The band's verified Instagram account shared a message on Young's passing that read: "Garrit Allan Robertson Young put Pavement on the map. He recorded all of our records from the 'Slay Track's 7 through to the 'Watery, Domestic' EP. He did it all in his garage, a studio called Louder Than You Think."
"He was made to play drums in rock and roll bands. ... He drummed very hard from a different planet despite being born and raised in Mamaroneck, New York on the easiest birthdate ever to remember (5/3/52)," the seven-slide text post reads. "Without Gary, many people would not have noticed us. In all of the best ways, he was a freak show. He was magnetic. He was magical. He was dangerous. We could think of him as an uncle, an older brother that none of us had. But he was a rare breed called Gary aka The Rotting Man."
Pavement's record label, Matador Records, also paid tribute to Young on its Instagram account.
"We were exceedingly lucky to know the amazing human, drummer, producer and solo artist Gary Young.
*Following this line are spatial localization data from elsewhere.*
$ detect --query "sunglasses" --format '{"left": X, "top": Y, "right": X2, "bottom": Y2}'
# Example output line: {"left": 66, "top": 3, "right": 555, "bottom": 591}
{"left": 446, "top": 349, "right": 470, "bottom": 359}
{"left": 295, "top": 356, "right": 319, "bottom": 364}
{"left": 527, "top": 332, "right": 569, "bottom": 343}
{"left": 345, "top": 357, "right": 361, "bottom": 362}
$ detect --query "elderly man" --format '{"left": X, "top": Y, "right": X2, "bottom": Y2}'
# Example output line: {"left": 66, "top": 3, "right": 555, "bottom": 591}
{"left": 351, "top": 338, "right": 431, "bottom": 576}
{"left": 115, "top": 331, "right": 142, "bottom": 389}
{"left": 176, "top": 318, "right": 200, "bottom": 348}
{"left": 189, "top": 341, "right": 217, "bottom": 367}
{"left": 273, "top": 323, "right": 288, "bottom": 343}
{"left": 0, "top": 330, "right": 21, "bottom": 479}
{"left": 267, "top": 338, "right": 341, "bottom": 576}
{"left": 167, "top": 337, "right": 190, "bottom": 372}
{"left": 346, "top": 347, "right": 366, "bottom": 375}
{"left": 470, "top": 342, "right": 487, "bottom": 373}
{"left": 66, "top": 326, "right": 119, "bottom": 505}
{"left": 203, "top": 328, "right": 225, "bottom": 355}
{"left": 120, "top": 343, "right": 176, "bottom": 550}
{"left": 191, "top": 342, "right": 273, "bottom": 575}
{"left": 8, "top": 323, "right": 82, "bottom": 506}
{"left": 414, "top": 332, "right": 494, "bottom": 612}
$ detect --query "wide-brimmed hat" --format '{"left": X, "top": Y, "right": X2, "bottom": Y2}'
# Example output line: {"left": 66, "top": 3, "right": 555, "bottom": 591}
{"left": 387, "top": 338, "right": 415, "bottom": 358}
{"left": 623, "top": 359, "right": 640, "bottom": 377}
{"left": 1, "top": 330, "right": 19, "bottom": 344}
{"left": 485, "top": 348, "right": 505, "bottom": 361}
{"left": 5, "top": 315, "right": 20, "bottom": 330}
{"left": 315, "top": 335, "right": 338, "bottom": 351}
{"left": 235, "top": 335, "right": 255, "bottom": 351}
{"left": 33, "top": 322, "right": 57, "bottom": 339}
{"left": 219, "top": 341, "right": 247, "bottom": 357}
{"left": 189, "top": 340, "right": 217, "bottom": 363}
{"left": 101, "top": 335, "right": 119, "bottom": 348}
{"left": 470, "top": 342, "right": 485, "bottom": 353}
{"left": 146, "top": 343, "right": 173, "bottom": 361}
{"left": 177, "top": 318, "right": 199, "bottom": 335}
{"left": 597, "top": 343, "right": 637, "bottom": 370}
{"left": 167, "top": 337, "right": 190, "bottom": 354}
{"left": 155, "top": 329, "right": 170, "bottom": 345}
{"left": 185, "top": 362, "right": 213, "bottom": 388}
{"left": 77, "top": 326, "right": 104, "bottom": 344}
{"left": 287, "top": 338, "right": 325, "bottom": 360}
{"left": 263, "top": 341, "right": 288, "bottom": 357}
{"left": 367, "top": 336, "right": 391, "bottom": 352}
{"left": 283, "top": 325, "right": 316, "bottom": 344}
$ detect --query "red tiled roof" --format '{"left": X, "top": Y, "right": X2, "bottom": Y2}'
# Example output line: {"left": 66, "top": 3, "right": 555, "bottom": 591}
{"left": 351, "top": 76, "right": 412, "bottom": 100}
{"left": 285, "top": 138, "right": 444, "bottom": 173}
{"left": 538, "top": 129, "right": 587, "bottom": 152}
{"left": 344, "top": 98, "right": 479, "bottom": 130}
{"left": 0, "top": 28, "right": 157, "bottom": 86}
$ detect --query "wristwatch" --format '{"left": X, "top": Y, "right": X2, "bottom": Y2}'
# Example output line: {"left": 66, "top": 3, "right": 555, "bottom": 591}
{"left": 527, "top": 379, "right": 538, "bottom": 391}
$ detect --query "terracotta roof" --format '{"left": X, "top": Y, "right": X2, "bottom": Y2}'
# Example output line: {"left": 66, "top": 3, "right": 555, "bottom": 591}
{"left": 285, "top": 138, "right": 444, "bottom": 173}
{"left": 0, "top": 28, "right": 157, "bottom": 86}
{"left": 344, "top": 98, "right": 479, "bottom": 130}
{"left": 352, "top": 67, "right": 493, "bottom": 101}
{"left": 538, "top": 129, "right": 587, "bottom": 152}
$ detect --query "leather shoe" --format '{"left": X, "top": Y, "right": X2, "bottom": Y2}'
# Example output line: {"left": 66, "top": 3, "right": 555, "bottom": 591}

Much love today to his family, friends and bandmates," the label posted Thursday alongside an archival photo of the drummer.
A cause of death was not revealed.
'Next thing you know, I'm in the band,' Gary Young said of becoming Pavement's drummer
Earlier this year, a documentary about Young, "Louder Than You Think," premiered at SXSW and won an audience award. The "up-close cinematic walkabout through the life of Gary Young, the original (and highly unlikely) drummer of indie rock royalty Pavement," has been screening around the world.
"His booze and drugs-fueled antics (on-stage handstands, gifting vegetables to fans) and haphazard production methods (accidentally helping launch the lo-fi aesthetic) were both a driving force of the band’s early rise and the cause of his eventual crash landing," reads the 90-minute film's description.
In a 2015 interview with Vice, Young recalled how he first got involved with his future bandmates Malkmus and Scott Kannberg when Pavement was just being formed in the late '80s. Malkmus and Kannberg would come to his shows with the band The Fall Of Christianity and recorded their first EPs, as well as their first studio album, "Slanted and Enchanted" (1992), with Young at his home studio.
"In the beginning, they had no drummer so I invited myself to play drums and next thing you know, I'm in the band," Young said. "Here's the deal: When I first heard them, I did not understand it. I'd tell my friends in New York I just made this weird record and I don't really know how to describe it."
He added, "Three or four years later, I realized that we had really done something. But it took me a long time to figure it out."